Но я уже знал — какое. Вовка очень хотел остаться здесь. Навсегда. То есть на долгую человеческую жизнь, до старости. Ему не нужны были те радостные поля. Потому что он оказался на них вопреки всякой логике, раньше срока…
И он ждал вчера — это мне тоже теперь было ясно, — что я загадаю такое же в точности желание: «Солнце, Земля и Венера, сделайте, чтобы Вовка остался…»
«Вовка, но ты же понимаешь: это все равно было невозможно…»— беспомощно подумал я.
«Я понимаю… — словно откликнулся он издалека. То ли со своих полей, то ли все еще летящий среди непонятных пространственных измерений, в своей длинной рубахе и с белой грудой перьев за плечами. — Я понимаю… Только я думал, что если два сильных одинаковых желания сольются в одно, тогда… может быть, оно все же сбудется… Ведь не так уж часто Венера проходит по солнечному диску…»

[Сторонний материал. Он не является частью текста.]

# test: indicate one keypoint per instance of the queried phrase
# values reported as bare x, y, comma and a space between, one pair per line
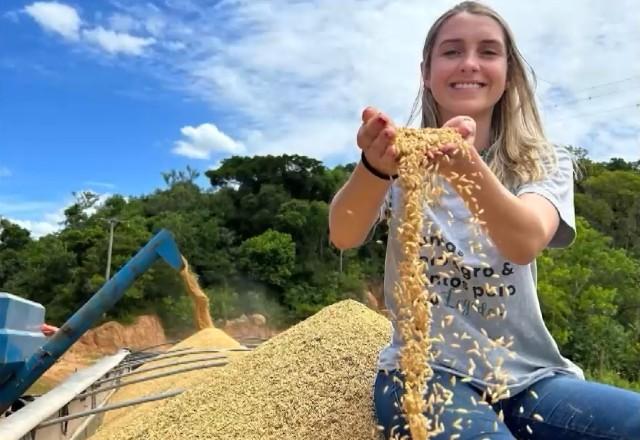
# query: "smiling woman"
490, 353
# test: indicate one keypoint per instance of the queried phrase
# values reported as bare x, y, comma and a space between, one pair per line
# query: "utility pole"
112, 223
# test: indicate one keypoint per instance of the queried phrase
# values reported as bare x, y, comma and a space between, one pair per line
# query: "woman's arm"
520, 227
355, 208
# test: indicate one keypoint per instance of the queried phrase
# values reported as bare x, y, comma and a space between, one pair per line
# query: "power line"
579, 115
589, 98
596, 86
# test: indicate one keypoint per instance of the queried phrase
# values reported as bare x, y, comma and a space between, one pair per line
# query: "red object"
48, 330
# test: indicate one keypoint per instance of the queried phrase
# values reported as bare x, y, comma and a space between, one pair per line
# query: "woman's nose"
469, 64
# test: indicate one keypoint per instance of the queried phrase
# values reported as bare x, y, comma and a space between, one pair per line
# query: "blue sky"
105, 95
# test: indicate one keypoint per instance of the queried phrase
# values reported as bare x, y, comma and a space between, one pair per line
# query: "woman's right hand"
376, 139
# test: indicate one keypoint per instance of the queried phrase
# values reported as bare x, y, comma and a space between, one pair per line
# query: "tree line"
257, 238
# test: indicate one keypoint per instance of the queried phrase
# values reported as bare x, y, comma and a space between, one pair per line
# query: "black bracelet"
375, 172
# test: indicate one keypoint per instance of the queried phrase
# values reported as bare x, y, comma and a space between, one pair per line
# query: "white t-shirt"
473, 298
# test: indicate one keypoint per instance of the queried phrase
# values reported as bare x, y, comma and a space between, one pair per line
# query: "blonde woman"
475, 80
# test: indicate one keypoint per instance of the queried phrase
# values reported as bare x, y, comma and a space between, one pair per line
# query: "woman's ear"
425, 75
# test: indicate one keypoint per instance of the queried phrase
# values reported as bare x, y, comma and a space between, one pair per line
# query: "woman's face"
468, 70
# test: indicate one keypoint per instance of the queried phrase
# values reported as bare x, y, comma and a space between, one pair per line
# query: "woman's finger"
370, 130
383, 141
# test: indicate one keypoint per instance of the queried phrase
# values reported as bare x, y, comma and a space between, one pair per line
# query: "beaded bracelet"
374, 171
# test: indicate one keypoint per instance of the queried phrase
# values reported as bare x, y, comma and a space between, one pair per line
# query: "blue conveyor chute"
24, 363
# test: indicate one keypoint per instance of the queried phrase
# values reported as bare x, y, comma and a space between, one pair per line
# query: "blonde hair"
520, 152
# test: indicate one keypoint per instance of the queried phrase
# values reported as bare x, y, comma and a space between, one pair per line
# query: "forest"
257, 238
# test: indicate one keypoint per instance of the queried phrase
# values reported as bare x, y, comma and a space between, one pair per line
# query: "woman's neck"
483, 129
483, 132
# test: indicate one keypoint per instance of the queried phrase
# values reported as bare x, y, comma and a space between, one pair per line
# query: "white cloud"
40, 228
204, 140
12, 206
56, 17
116, 42
42, 218
106, 185
290, 76
299, 73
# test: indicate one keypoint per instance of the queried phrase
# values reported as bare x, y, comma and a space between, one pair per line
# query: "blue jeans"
570, 409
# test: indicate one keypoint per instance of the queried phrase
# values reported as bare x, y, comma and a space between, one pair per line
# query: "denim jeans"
565, 408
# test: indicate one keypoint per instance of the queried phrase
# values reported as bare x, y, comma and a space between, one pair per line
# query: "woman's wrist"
373, 170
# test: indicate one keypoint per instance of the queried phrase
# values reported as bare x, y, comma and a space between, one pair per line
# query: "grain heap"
313, 381
416, 179
200, 300
208, 338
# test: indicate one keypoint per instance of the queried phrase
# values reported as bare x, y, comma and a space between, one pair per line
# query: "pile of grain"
313, 381
199, 299
210, 338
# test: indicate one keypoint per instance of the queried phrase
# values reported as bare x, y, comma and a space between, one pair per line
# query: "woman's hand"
375, 138
451, 156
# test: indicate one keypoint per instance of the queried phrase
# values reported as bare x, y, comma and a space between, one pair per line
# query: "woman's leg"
478, 421
566, 408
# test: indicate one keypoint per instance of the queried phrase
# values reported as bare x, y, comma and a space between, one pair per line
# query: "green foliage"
268, 257
258, 241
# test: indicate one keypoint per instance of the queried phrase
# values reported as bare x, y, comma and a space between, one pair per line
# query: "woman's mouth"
467, 85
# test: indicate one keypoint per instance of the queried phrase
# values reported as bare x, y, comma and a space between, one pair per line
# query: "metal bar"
119, 405
23, 421
172, 355
155, 346
152, 377
146, 370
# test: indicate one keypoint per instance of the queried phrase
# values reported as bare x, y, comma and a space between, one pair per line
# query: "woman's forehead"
472, 27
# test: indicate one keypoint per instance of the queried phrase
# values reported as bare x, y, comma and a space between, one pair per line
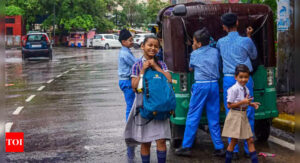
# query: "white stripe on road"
18, 110
41, 88
8, 126
282, 143
30, 98
50, 81
58, 76
66, 72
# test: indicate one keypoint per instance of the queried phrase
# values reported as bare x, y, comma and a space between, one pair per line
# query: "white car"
139, 38
106, 41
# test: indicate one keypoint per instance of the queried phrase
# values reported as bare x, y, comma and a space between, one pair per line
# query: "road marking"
8, 126
41, 88
18, 110
30, 98
282, 143
50, 81
66, 72
58, 76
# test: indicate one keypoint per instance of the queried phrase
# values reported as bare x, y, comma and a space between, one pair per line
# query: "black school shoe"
235, 156
219, 153
183, 152
247, 155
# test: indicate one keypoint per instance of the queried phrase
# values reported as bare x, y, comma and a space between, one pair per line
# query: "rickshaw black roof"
200, 15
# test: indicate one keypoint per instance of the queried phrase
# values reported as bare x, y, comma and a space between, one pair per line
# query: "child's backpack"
158, 96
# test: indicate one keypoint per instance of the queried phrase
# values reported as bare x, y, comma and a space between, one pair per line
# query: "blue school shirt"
206, 63
234, 50
126, 60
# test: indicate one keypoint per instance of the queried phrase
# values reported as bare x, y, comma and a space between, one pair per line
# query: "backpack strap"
147, 88
137, 112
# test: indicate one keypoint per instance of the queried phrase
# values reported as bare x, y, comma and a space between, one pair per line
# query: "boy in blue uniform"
126, 60
236, 50
205, 62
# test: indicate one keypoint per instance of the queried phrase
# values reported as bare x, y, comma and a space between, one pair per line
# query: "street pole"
2, 82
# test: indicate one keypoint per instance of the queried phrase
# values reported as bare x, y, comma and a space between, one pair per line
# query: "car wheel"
106, 46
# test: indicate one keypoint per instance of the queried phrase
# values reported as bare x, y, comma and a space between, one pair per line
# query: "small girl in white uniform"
236, 124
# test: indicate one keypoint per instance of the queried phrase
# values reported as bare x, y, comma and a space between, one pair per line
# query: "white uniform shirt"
236, 94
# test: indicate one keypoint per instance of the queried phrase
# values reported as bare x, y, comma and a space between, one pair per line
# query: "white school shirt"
236, 94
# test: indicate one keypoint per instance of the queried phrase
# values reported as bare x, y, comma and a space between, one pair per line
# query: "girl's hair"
241, 68
150, 37
155, 38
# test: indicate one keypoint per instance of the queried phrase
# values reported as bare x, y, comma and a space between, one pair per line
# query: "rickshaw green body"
177, 25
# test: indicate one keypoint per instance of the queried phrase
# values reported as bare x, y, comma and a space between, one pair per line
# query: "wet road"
72, 110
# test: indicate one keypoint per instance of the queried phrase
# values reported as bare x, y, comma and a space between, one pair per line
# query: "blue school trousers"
229, 81
204, 94
125, 86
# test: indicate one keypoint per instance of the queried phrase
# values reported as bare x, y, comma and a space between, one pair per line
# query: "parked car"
106, 41
36, 45
139, 38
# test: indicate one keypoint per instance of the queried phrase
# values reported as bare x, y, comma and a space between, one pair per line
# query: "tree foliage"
13, 10
86, 14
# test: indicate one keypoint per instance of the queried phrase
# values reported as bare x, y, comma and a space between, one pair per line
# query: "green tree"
153, 8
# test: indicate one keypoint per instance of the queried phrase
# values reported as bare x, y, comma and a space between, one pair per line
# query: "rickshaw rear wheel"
177, 133
262, 128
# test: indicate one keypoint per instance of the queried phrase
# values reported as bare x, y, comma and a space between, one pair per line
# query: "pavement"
72, 110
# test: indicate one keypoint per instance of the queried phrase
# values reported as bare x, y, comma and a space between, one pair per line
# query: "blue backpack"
158, 96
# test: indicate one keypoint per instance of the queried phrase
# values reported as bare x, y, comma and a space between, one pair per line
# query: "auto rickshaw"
178, 23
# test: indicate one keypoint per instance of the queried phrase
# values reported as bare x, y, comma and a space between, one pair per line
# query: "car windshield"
37, 37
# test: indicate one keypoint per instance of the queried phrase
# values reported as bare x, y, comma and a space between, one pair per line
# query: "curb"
284, 122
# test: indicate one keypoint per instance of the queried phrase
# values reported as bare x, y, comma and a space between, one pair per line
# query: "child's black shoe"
235, 156
219, 153
247, 155
183, 152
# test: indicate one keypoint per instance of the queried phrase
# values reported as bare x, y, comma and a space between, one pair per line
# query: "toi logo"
14, 142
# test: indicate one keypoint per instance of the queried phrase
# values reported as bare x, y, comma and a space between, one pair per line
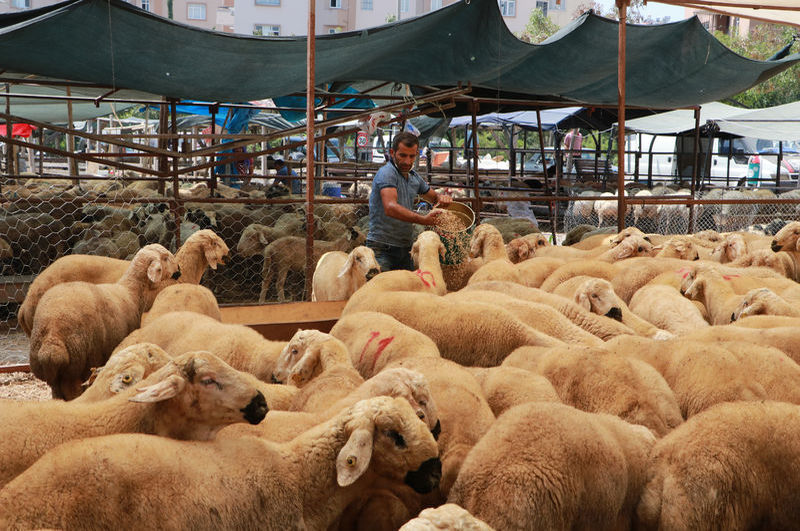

«Вовка, но я же не знал, что такое возможно… Я… Почему ты не сказал мне заранее?»
«Про это не говорят, — отозвался он из дальних далей. — Да ладно, не изводись. Ты прав, ничего бы все равно не получилось…»
«Зато… я… я постарался, чтобы там тебе на пути попался твой дом…»
«Не попадется, Ваня. Как он может оказаться там, если он здесь? Я же объяснял: с собой туда ничего не унесешь…»
«Вовка, прости…»
«Да ты что! Ты же ни в чем не виноват! И я ни в чем не виноват! Все было сделано как надо…»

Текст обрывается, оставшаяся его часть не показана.